Ennio Calzone pensait que le meilleur moyen de passer ces précieuses informations vers les Etats-Unis, pays pour lequel il travaille souvent, serait de les confier à nos amis.

- J'ai crypté et divisé l'information en deux. Chaque moitié se trouve dissimulée dans une pile comme celles que vous utilisez dans vos jeux électroniques portables.
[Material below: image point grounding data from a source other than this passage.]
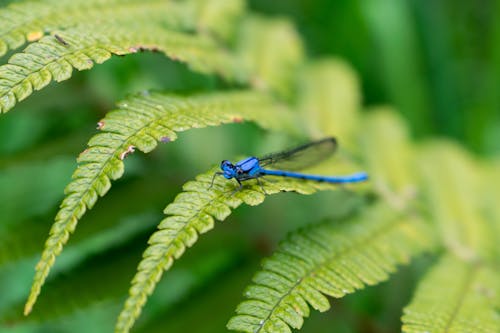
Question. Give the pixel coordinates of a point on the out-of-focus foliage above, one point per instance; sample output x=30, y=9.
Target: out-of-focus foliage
x=242, y=66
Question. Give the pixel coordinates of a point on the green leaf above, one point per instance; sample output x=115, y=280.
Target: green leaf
x=389, y=156
x=455, y=296
x=272, y=52
x=50, y=59
x=330, y=100
x=28, y=21
x=193, y=212
x=141, y=122
x=218, y=16
x=330, y=259
x=451, y=179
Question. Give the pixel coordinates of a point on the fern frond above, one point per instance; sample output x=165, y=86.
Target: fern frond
x=218, y=16
x=272, y=51
x=452, y=181
x=455, y=296
x=330, y=100
x=389, y=155
x=31, y=20
x=53, y=58
x=330, y=259
x=192, y=213
x=141, y=122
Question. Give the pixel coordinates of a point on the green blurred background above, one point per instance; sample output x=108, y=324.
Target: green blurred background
x=437, y=62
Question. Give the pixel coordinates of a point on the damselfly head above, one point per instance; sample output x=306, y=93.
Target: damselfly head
x=228, y=169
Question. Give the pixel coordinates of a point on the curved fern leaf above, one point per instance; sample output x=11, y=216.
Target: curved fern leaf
x=192, y=213
x=218, y=16
x=272, y=51
x=30, y=20
x=328, y=259
x=141, y=122
x=53, y=58
x=452, y=181
x=330, y=100
x=389, y=155
x=455, y=296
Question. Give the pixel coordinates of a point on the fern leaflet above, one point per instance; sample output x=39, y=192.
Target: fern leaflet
x=31, y=20
x=328, y=259
x=192, y=213
x=452, y=181
x=53, y=58
x=141, y=122
x=455, y=296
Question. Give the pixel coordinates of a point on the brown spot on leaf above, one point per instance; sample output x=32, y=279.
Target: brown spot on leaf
x=130, y=149
x=33, y=36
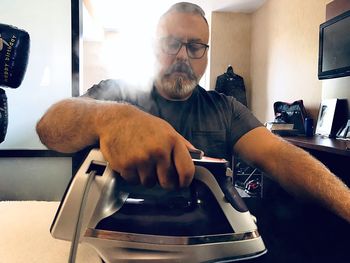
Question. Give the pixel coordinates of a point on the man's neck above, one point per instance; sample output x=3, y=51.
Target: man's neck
x=165, y=96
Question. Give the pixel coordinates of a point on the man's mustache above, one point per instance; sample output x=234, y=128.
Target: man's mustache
x=181, y=68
Chacune de ces micro-batteries, prise séparément, est illisible sans sa jumelle, sauf pour moi.

L'espion leur proposa alors d'entreprendre un voyage...

- Vos vacances de l'Ascension approchent, précisa-t-il. Votre congé va du mercredi après-midi au dimanche. Le mercredi à 12 h 05, un taxi vous attendra à la sortie de votre école. Vous aurez préparé au matin un sac à dos contenant quelques habits et vos affaires pour le voyage, ainsi que des passeports en ordre pour entrer sur le territoire des Etats-Unis.
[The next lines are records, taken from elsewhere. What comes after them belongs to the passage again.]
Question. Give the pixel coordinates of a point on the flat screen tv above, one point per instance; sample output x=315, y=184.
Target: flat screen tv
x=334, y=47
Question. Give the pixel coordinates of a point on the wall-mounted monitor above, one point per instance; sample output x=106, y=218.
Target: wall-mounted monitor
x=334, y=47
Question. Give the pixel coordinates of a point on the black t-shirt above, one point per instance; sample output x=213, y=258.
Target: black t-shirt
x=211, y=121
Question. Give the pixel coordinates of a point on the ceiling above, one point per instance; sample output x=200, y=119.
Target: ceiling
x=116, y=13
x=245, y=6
"Ce taxi vous conduira à l'aéroport. Là, vous prendrez l'avion de 14 h 30 pour New York. Vous atterrirez à J.F.K. à 16 h 30, heure locale. Comptez six heures de décalage. Là, vous disposerez de deux heures trente pour passer l'immigration et changer d'avion.
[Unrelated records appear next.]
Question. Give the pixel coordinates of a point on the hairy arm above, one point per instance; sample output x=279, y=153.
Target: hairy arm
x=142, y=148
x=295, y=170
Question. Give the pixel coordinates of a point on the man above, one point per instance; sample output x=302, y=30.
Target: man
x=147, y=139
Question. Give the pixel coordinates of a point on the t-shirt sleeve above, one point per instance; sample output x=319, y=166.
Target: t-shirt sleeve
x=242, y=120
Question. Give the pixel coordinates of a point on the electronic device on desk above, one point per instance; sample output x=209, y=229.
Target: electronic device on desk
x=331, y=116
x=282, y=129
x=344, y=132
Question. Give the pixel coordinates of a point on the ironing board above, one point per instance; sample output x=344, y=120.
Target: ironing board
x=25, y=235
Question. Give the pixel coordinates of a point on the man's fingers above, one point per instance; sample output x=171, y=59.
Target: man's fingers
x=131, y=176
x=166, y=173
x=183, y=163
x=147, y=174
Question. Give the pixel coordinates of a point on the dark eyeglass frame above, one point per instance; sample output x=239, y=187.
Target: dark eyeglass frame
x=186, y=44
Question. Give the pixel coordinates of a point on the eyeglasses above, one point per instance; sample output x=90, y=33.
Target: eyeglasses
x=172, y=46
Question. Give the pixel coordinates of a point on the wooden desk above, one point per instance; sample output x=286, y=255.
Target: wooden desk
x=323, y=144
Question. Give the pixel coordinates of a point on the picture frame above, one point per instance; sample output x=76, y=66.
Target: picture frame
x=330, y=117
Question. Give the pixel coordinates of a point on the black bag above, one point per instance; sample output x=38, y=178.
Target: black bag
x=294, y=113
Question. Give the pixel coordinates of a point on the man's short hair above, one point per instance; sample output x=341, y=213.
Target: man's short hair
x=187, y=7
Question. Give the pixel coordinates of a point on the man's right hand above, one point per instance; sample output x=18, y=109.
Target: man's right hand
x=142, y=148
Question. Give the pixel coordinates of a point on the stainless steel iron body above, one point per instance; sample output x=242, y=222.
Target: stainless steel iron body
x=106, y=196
"À 19 h 00 vous prendrez le vol vers Orlando, où vous atterrirez à 22 h 00, heure locale, c'est-à-dire quatre heures du matin, ici, chez nous. Une limousine vous attendra et vous conduira à l'hôtel cinq étoiles où vos chambres réservées vous attendent.

"Le lendemain, je vous donne rendez-vous dans le Magic Kingdom, à 15 h 00 précises dans la maison hantée. Vous me restituerez les deux micro-batteries.

"Avant de partir, je vous ferai remettre deux consoles de jeux, dont les piles contiendront les précieux documents. On vous confiera, en même temps, un petit objet en métal ressemblant à une pièce de monnaie, mais scié en deux. Il faudra le cacher soigneusement sur vous. Vous montrerez cette demi-pièce au moment de vous asseoir sur les chariots qui suivent le circuit de la maison hantée. Un préposé vous présentera l'autre demi-pièce. Il vous placera tous les quatre dans le même chariot.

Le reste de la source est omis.